Lady and the Tramp: Diamond Edition (Blu-ray/DVD Combo Pack) includes:

- Lady’s Pedigree: The Making of Lady and the Tramp

- Finding Lady: The Art of the Storyboard

- Original 1943 Storyboard Version of the Film

- PuppyPedia: Going to the Dogs

- “The Siamese Cat Song,” Finding a Voice for the Cats

- “Bella Notte” Music Video

- Trailers

- Excerpts from “Disneyland” TV Shows

-  Disney Second Screen: Inside Walt’s Story Meetings

- Audio Commentary: Inside Walt’s Story Meetings

- Diane Disney Miller: Remembering Dad

- Three Never-Before-Seen Deleted Scenes


Never Recorded Song: “I’m Free as the Breeze”

Lady and the Tramp: Diamond Edition: 3-Disc Edition (Blu-ray/DVD/Digital Copy Combo Pack)

- Featurettes

- Disney’s Second Screen

- Audio Commentary

- Deleted Scenes

DVD Notes: Lady and the Tramp: 50th Anniversary

Release Date: 27 February 2006

DVD Features: As a 50th Anniversary tribute, Walt Disney Video presents Lady and the Tramp on DVD. Leaving no bone unturned, the bonus materials feature Finding Lady (the art of the storyboard), the 1943 original storyboard version of the film, and Lady’s Pedigree (the making of Lady and the Tramp). As well, there are two never-before-seen deleted sequences: Turning the Tables (Tramp describes what it would be like if dogs were the masters and people were their pets) and La La Loo (an alternate abandoned concept for the arrival of the baby).

For young viewers just being introduced to these classic characters, the DVD release offers a few amusements like, Disney Virtual Puppy (a DVD-ROM game in which you adopt and care for your own virtual puppy), Disney Dog Trivia (a virtual board game) and PuppyPedia (the opportunity to learn about the real-life breeds that inspired the movie). Other new tricks for dog lovers include; Your Inner Bark (a personality profile) and Bella Notte (an all-new music video).

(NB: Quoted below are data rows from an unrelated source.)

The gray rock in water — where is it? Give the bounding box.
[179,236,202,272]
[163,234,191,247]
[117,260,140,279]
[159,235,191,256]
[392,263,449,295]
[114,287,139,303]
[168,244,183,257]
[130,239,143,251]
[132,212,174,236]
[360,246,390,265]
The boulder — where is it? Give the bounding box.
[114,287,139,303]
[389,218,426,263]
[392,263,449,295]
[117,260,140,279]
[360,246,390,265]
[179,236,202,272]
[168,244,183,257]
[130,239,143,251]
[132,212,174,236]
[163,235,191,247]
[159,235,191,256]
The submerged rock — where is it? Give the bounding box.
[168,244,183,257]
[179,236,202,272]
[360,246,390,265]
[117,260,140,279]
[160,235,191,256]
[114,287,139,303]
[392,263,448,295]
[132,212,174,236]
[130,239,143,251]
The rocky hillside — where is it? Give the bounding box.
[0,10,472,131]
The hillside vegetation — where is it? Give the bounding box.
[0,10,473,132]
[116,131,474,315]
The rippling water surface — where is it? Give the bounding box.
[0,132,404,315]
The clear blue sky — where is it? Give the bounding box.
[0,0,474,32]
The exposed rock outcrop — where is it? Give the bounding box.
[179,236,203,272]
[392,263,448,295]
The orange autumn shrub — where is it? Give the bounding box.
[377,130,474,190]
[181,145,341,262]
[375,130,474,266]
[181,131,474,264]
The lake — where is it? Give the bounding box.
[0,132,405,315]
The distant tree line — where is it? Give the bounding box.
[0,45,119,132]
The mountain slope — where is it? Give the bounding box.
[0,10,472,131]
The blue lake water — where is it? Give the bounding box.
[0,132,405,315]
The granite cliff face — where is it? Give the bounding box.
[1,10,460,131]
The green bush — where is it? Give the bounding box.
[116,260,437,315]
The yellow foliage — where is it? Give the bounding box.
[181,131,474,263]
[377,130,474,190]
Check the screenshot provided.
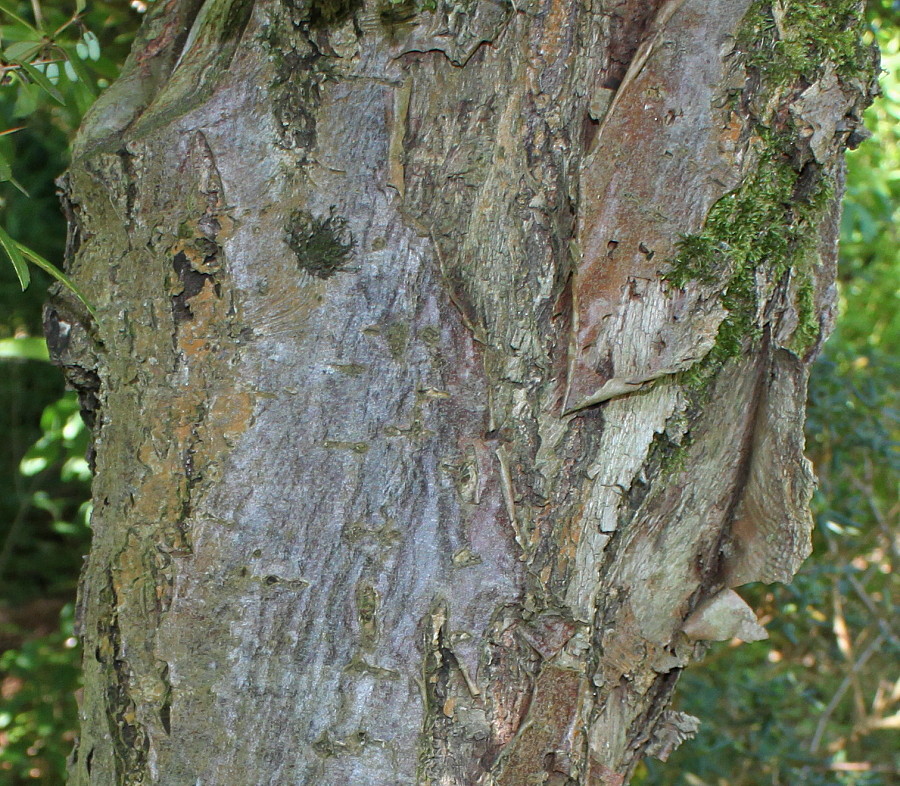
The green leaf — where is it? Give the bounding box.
[0,220,31,292]
[3,41,44,61]
[0,336,50,360]
[12,60,66,106]
[84,30,100,62]
[14,243,97,319]
[0,2,41,37]
[60,52,97,97]
[0,153,12,183]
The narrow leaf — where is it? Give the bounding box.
[0,2,41,33]
[10,243,99,321]
[60,51,97,97]
[13,60,66,106]
[0,222,31,292]
[0,153,12,182]
[3,41,44,62]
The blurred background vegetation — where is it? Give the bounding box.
[0,0,900,786]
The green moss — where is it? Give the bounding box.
[284,208,354,278]
[667,129,832,387]
[789,270,821,357]
[737,0,871,84]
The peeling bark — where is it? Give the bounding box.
[47,0,871,786]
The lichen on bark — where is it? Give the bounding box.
[51,0,870,786]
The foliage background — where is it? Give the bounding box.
[0,0,900,786]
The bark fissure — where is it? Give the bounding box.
[48,0,868,786]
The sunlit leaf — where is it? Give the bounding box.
[10,238,97,319]
[0,2,41,36]
[0,220,31,292]
[13,60,66,104]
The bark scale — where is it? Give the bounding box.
[47,0,871,786]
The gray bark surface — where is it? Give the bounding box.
[48,0,869,786]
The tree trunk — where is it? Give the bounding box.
[47,0,872,786]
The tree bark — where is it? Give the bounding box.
[47,0,873,786]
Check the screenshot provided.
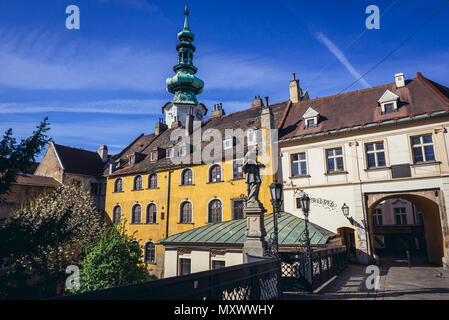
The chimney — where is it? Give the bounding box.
[186,108,193,135]
[394,72,405,88]
[210,103,225,119]
[97,145,108,162]
[154,118,168,136]
[290,73,302,103]
[171,116,181,128]
[251,96,263,108]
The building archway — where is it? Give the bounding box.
[367,189,448,264]
[337,227,357,261]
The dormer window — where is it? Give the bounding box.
[302,107,320,129]
[306,118,316,128]
[377,90,399,114]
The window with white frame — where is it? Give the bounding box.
[179,258,191,276]
[223,136,234,150]
[365,142,386,169]
[232,159,243,179]
[208,199,222,223]
[291,152,307,177]
[377,90,399,114]
[148,173,157,189]
[326,148,345,173]
[112,205,122,224]
[133,176,143,190]
[131,204,142,224]
[209,164,222,182]
[179,201,192,223]
[394,207,407,225]
[167,148,173,159]
[247,129,258,146]
[411,134,435,163]
[146,203,157,224]
[373,209,383,226]
[144,242,156,263]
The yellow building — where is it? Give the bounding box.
[106,103,287,277]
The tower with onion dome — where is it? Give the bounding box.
[162,5,207,127]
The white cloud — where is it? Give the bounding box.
[315,32,371,88]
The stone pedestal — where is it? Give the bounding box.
[243,201,267,263]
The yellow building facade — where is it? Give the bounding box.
[105,103,287,278]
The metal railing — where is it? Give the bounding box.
[280,247,347,291]
[56,259,281,300]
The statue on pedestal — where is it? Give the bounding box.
[242,148,265,207]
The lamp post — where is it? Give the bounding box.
[341,203,349,218]
[299,193,312,254]
[299,193,312,286]
[269,180,282,258]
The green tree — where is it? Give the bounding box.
[0,118,50,201]
[76,225,151,292]
[0,185,105,298]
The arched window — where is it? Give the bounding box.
[181,169,193,185]
[112,206,122,224]
[148,173,157,189]
[209,199,222,222]
[147,203,157,223]
[114,178,123,192]
[145,242,156,263]
[179,201,192,223]
[209,164,221,182]
[131,204,142,223]
[134,176,143,190]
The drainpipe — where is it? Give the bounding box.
[165,168,171,239]
[363,195,374,263]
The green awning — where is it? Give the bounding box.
[160,212,338,246]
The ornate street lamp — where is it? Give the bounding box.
[341,203,349,218]
[269,180,282,258]
[299,193,313,285]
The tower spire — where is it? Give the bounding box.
[183,5,190,31]
[166,5,204,104]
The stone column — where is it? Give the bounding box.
[243,202,267,263]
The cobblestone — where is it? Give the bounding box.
[284,260,449,300]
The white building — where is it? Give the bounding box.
[279,73,449,266]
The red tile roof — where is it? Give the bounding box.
[54,143,105,176]
[15,173,60,187]
[279,73,449,140]
[112,101,289,175]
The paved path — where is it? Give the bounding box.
[284,260,449,300]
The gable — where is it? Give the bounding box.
[302,107,319,119]
[377,89,399,103]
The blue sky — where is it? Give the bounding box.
[0,0,449,159]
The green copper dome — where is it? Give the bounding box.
[166,6,204,104]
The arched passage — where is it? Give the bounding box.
[337,227,357,261]
[368,190,446,264]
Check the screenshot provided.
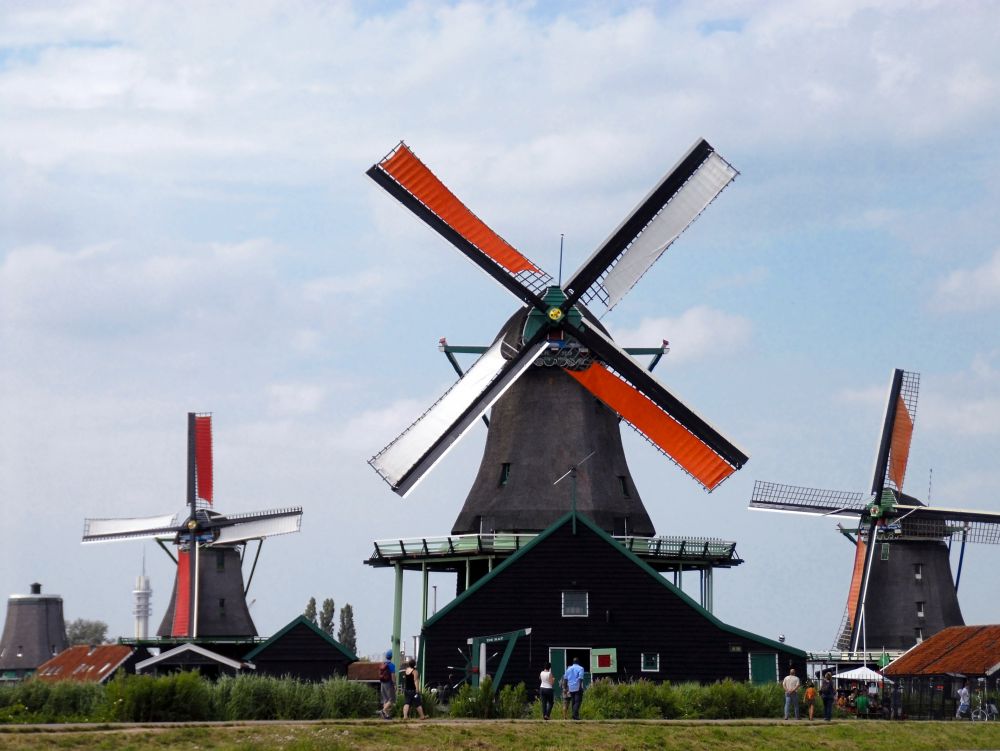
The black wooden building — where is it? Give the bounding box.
[243,615,358,681]
[421,512,806,688]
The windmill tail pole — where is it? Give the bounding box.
[955,529,969,594]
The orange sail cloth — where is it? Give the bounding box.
[170,550,191,636]
[194,415,212,503]
[379,144,541,274]
[566,363,736,491]
[847,538,868,628]
[889,396,913,491]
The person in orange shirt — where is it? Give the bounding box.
[804,681,816,720]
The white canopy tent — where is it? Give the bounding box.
[833,666,892,684]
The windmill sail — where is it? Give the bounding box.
[566,139,739,310]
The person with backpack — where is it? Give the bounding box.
[805,681,816,720]
[378,649,396,720]
[819,671,837,722]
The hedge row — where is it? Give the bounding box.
[0,673,379,723]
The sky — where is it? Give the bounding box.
[0,0,1000,654]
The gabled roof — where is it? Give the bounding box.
[882,625,1000,676]
[424,511,806,658]
[243,615,358,662]
[35,644,133,683]
[135,644,253,673]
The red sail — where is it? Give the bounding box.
[170,550,191,636]
[194,415,212,503]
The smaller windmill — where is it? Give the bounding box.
[750,370,1000,652]
[83,412,302,638]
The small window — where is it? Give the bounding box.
[618,475,632,498]
[563,591,590,618]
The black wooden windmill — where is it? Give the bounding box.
[83,412,302,638]
[368,140,747,535]
[750,370,1000,652]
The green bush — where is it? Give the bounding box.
[496,682,528,720]
[319,678,378,720]
[100,672,215,722]
[448,676,496,719]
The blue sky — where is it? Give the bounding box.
[0,1,1000,653]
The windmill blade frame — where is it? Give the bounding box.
[211,506,302,545]
[563,138,739,311]
[750,480,868,518]
[368,330,547,498]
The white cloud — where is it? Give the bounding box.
[268,383,326,416]
[934,250,1000,311]
[615,306,753,363]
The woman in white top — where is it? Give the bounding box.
[538,662,555,720]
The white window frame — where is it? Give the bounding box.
[560,589,590,618]
[639,652,660,673]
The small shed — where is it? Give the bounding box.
[35,644,141,683]
[135,643,254,678]
[243,615,358,681]
[883,625,1000,719]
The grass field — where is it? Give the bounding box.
[0,720,1000,751]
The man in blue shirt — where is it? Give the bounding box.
[378,649,396,720]
[563,657,583,720]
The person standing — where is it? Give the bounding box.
[403,657,427,720]
[805,681,816,720]
[563,657,583,720]
[781,668,799,720]
[538,662,555,720]
[955,680,969,720]
[819,671,837,722]
[378,649,396,720]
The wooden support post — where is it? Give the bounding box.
[392,563,403,674]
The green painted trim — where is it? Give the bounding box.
[424,512,806,659]
[243,615,358,662]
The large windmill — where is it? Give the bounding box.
[83,412,302,638]
[368,140,747,535]
[750,370,1000,652]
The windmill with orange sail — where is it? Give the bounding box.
[750,369,1000,652]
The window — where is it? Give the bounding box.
[563,591,590,618]
[618,475,632,498]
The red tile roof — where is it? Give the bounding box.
[35,644,132,683]
[882,625,1000,677]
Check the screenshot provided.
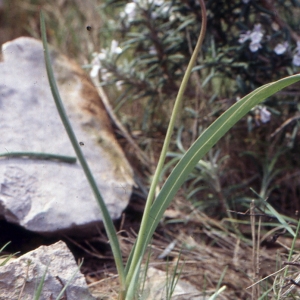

For adult film buffs, this DVD release disc presents this film in its original widescreen Cinemascope format. (At the time, the animators actually filmed two versions of the movie, one in a more conventional aspect ratio, and the Cinemascope version.) The restoration is excellent, with vibrant colors and not a mark on the image. The audio tracks are also spectacular, and are available in English (Dolby Digital 5.1), French and Spanish, with English subtitles. The enhanced picture is presented in both widescreen and full screen formats.

Related home video titles:

In 2001 a direct-to-home sequel to this film was released, titled Lady and the Tramp 2: Scamp’s Adventure. A preference of dogs over cats is obvious in this Disney film (where we meet the conniving Siamese kitties), as well as in the studio’s 1950 movie Cinderella, which features an old hound (very similar in character to Lady’s friend Trusty) who is harassed by an evil feline named Lucifer.